Five easy steps to understanding your mortgage payment breakdown

King bell

VIP Contributor
When it comes to understanding your mortgage payment, there can be a lot of confusing jargon and numbers involved. But it doesn't have to be complicated- here are five easy steps to understanding your mortgage payment breakdown.


Your mortgage payment is made up of several different parts, including the principal (the amount you borrowed), interest, taxes, and insurance. Breaking down each of these components can help you better understand how your mortgage works, and how much of your payment goes towards each area.

Principal:

The principal is the amount you originally borrowed from your lender. Each mortgage payment you make will include a portion of the principal, which is paid off over the life of your loan.

Interest:

Interest is the fee charged by your lender for borrowing the money to finance your home. Your interest rate will determine how much interest you'll pay over the life of your loan.

Taxes:

Your property taxes are also included in your mortgage payment. Property taxes are calculated based on the value of your home and are typically paid to your local government.

Insurance:

Most lenders require that you have homeowners insurance, and your premium will be included in your mortgage payment. Homeowners insurance protects your home in case of damage or other loss.

By understanding the different components of your mortgage payment, you can get a better sense of how your money is being used. And if you have any questions, be sure to ask your lender for more information.
 

bongoly

New member
It is quite some steps to go through, There is a lot of information on your repayment from your amortization schedule.
 

Holicent

VIP Contributor
It's important to understand the different parts of your mortgage payment. Understanding how much of each part is going to be paid by you will help you budget for the future and make sure that you're not overpaying for things like property taxes or insurance.

1. Find out what's covered in your loan

The first step is understanding what's actually included in your loan payment. This can vary from lender to lender, but here are some common components:

Cash-out refinance: The amount paid out as a cash-out refinance is typically 10% to 20% of the total loan amount. This may be paid annually or semi-annually, depending on the terms of your new loan agreement.

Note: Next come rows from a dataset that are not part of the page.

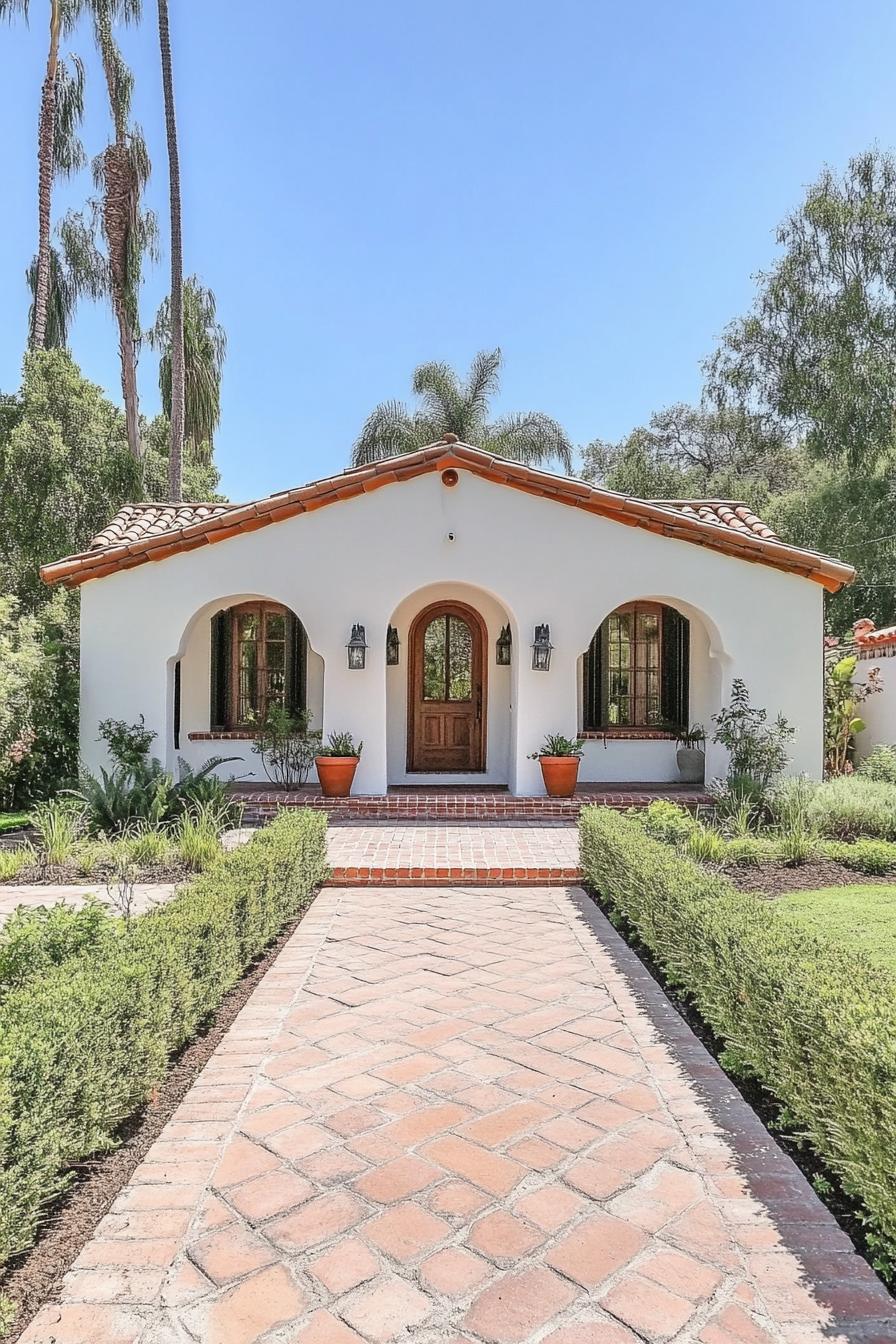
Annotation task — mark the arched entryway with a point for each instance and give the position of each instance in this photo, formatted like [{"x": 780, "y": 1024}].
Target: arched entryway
[{"x": 448, "y": 690}]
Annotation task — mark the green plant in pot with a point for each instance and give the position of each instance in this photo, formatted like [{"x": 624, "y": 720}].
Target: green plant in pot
[
  {"x": 559, "y": 760},
  {"x": 336, "y": 765},
  {"x": 692, "y": 753}
]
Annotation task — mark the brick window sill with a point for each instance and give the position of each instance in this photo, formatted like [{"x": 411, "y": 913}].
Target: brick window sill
[
  {"x": 225, "y": 735},
  {"x": 629, "y": 735}
]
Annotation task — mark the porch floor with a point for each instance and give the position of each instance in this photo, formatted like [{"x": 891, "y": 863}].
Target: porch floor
[
  {"x": 461, "y": 803},
  {"x": 480, "y": 854}
]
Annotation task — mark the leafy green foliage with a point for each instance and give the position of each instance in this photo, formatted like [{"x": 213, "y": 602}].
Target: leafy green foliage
[
  {"x": 341, "y": 745},
  {"x": 880, "y": 764},
  {"x": 809, "y": 1016},
  {"x": 756, "y": 751},
  {"x": 461, "y": 406},
  {"x": 288, "y": 745},
  {"x": 86, "y": 1036}
]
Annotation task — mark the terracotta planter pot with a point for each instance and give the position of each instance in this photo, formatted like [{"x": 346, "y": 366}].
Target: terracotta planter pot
[
  {"x": 559, "y": 774},
  {"x": 336, "y": 774}
]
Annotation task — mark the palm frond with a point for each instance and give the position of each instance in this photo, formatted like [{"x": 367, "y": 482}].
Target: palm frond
[
  {"x": 529, "y": 437},
  {"x": 204, "y": 351},
  {"x": 482, "y": 383},
  {"x": 86, "y": 266},
  {"x": 388, "y": 430},
  {"x": 439, "y": 390},
  {"x": 67, "y": 151},
  {"x": 61, "y": 300}
]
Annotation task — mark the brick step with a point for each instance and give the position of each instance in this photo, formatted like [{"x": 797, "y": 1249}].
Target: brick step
[
  {"x": 456, "y": 876},
  {"x": 422, "y": 805}
]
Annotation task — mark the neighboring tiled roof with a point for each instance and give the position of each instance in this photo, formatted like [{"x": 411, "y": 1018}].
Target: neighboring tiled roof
[
  {"x": 145, "y": 532},
  {"x": 867, "y": 637},
  {"x": 135, "y": 522},
  {"x": 731, "y": 514}
]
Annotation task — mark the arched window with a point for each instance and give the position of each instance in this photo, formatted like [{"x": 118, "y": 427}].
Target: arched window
[
  {"x": 636, "y": 669},
  {"x": 258, "y": 659}
]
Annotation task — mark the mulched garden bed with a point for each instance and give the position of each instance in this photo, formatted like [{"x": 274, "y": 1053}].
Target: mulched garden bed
[
  {"x": 34, "y": 1277},
  {"x": 73, "y": 875},
  {"x": 775, "y": 879}
]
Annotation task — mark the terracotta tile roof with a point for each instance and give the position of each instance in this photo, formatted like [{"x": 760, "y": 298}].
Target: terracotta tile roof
[
  {"x": 145, "y": 532},
  {"x": 133, "y": 522},
  {"x": 867, "y": 637},
  {"x": 731, "y": 514}
]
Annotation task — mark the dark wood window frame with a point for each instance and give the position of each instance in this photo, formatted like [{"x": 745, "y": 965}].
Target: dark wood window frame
[
  {"x": 673, "y": 651},
  {"x": 226, "y": 715}
]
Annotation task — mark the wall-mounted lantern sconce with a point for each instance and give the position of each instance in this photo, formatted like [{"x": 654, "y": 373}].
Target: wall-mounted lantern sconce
[
  {"x": 356, "y": 649},
  {"x": 542, "y": 648}
]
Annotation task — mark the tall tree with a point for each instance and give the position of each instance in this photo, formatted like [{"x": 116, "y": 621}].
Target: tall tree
[
  {"x": 121, "y": 172},
  {"x": 59, "y": 149},
  {"x": 176, "y": 301},
  {"x": 818, "y": 348},
  {"x": 461, "y": 406},
  {"x": 204, "y": 350}
]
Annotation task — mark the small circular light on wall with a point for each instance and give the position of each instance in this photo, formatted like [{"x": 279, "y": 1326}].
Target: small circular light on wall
[
  {"x": 356, "y": 649},
  {"x": 542, "y": 648}
]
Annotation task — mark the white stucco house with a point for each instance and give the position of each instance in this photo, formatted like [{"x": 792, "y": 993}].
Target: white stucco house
[{"x": 450, "y": 562}]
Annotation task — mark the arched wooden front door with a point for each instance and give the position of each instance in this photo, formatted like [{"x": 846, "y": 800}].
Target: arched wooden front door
[{"x": 446, "y": 690}]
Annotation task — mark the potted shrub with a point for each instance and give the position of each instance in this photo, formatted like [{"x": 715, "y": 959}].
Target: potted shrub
[
  {"x": 692, "y": 753},
  {"x": 559, "y": 758},
  {"x": 336, "y": 765}
]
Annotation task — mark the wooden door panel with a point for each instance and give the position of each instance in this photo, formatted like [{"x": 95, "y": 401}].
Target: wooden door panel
[{"x": 446, "y": 731}]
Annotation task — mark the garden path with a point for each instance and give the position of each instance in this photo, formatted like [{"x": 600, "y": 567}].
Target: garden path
[{"x": 458, "y": 1116}]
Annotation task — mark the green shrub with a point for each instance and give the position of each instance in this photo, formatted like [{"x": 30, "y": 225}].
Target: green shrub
[
  {"x": 813, "y": 1022},
  {"x": 872, "y": 856},
  {"x": 705, "y": 846},
  {"x": 666, "y": 821},
  {"x": 196, "y": 837},
  {"x": 852, "y": 805},
  {"x": 14, "y": 860},
  {"x": 58, "y": 825},
  {"x": 85, "y": 1040},
  {"x": 880, "y": 764}
]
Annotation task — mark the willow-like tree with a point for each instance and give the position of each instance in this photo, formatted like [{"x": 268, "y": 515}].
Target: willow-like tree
[
  {"x": 59, "y": 151},
  {"x": 176, "y": 300},
  {"x": 204, "y": 351},
  {"x": 449, "y": 403}
]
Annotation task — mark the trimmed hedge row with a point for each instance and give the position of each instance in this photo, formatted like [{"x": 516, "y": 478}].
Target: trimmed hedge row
[
  {"x": 86, "y": 1038},
  {"x": 813, "y": 1023}
]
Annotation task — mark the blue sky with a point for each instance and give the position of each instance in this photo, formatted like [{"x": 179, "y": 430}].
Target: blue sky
[{"x": 368, "y": 184}]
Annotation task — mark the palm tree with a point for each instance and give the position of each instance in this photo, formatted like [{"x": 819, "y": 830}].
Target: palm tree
[
  {"x": 450, "y": 405},
  {"x": 121, "y": 172},
  {"x": 176, "y": 303},
  {"x": 58, "y": 149},
  {"x": 62, "y": 299},
  {"x": 204, "y": 351}
]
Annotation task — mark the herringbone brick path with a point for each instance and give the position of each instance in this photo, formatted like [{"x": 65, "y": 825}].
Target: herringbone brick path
[{"x": 454, "y": 1117}]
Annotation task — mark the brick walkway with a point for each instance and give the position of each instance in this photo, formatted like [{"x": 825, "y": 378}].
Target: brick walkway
[
  {"x": 430, "y": 854},
  {"x": 456, "y": 1117}
]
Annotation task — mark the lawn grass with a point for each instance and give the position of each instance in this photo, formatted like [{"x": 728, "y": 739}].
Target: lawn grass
[
  {"x": 14, "y": 820},
  {"x": 859, "y": 918}
]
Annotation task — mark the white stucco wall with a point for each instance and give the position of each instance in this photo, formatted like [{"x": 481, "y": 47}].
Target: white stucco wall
[
  {"x": 879, "y": 710},
  {"x": 517, "y": 558}
]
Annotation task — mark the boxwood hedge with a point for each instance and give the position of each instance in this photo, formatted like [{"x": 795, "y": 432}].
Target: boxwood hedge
[
  {"x": 816, "y": 1026},
  {"x": 87, "y": 1035}
]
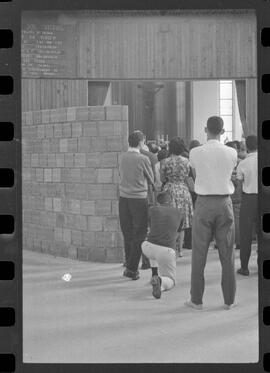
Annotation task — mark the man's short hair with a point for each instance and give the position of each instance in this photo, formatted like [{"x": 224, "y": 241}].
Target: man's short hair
[
  {"x": 135, "y": 138},
  {"x": 177, "y": 146},
  {"x": 215, "y": 125},
  {"x": 162, "y": 154},
  {"x": 164, "y": 197},
  {"x": 251, "y": 143}
]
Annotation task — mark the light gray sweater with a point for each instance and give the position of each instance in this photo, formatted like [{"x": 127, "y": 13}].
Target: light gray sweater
[{"x": 135, "y": 173}]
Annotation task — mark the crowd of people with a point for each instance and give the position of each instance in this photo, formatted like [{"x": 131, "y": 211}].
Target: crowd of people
[{"x": 173, "y": 197}]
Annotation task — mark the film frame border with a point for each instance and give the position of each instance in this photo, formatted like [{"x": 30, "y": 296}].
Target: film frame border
[{"x": 11, "y": 196}]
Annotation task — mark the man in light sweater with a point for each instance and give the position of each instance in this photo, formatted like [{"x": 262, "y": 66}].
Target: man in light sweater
[
  {"x": 135, "y": 175},
  {"x": 247, "y": 173},
  {"x": 213, "y": 165}
]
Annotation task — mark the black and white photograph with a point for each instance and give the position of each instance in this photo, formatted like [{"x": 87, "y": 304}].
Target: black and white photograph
[{"x": 140, "y": 186}]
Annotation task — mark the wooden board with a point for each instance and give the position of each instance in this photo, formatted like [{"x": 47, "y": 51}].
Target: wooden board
[{"x": 48, "y": 48}]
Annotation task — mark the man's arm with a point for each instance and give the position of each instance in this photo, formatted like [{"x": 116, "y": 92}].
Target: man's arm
[
  {"x": 148, "y": 172},
  {"x": 192, "y": 165}
]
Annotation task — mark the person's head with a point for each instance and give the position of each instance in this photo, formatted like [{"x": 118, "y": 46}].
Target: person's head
[
  {"x": 251, "y": 143},
  {"x": 194, "y": 144},
  {"x": 164, "y": 198},
  {"x": 238, "y": 145},
  {"x": 162, "y": 154},
  {"x": 177, "y": 146},
  {"x": 231, "y": 144},
  {"x": 214, "y": 127},
  {"x": 153, "y": 148},
  {"x": 136, "y": 139}
]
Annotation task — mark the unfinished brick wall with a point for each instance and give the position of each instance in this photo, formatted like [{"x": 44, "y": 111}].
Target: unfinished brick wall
[{"x": 70, "y": 181}]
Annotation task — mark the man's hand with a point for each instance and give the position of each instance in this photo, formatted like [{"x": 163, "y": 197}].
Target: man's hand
[{"x": 234, "y": 178}]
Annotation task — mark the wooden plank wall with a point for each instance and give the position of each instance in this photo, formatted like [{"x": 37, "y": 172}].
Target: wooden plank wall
[
  {"x": 187, "y": 46},
  {"x": 252, "y": 106},
  {"x": 40, "y": 94}
]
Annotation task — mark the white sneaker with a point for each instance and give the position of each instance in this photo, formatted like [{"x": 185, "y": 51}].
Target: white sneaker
[
  {"x": 193, "y": 305},
  {"x": 229, "y": 307}
]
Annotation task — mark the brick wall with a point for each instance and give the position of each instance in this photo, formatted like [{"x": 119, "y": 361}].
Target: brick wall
[{"x": 70, "y": 177}]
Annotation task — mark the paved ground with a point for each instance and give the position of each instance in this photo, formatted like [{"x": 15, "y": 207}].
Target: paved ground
[{"x": 99, "y": 316}]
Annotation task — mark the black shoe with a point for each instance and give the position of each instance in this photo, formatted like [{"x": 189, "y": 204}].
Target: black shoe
[
  {"x": 243, "y": 272},
  {"x": 131, "y": 274},
  {"x": 145, "y": 266},
  {"x": 156, "y": 283}
]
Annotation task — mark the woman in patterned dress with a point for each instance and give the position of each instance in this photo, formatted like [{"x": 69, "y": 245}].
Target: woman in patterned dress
[{"x": 174, "y": 173}]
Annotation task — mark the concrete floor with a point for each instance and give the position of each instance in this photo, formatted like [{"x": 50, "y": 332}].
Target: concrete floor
[{"x": 101, "y": 317}]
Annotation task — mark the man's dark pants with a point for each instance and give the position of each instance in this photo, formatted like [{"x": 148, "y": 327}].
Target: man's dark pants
[
  {"x": 133, "y": 214},
  {"x": 213, "y": 216},
  {"x": 248, "y": 218}
]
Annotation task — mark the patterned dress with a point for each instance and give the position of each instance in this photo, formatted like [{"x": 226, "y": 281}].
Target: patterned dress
[{"x": 174, "y": 171}]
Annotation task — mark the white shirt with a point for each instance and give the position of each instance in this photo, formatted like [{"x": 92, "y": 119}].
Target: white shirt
[
  {"x": 247, "y": 171},
  {"x": 136, "y": 150},
  {"x": 214, "y": 164}
]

Property taxes and insurance: These are typically included in your monthly mortgage payment as an itemized deduction. If you have other payments that are already deductible, such as utilities and maintenance fees, they might also be tax-deductible under special circumstances.

Mortgage interest: This is usually split between principal and interest payments on your mortgage balance each month (though it can be split between principal and interest if you're making extra payments).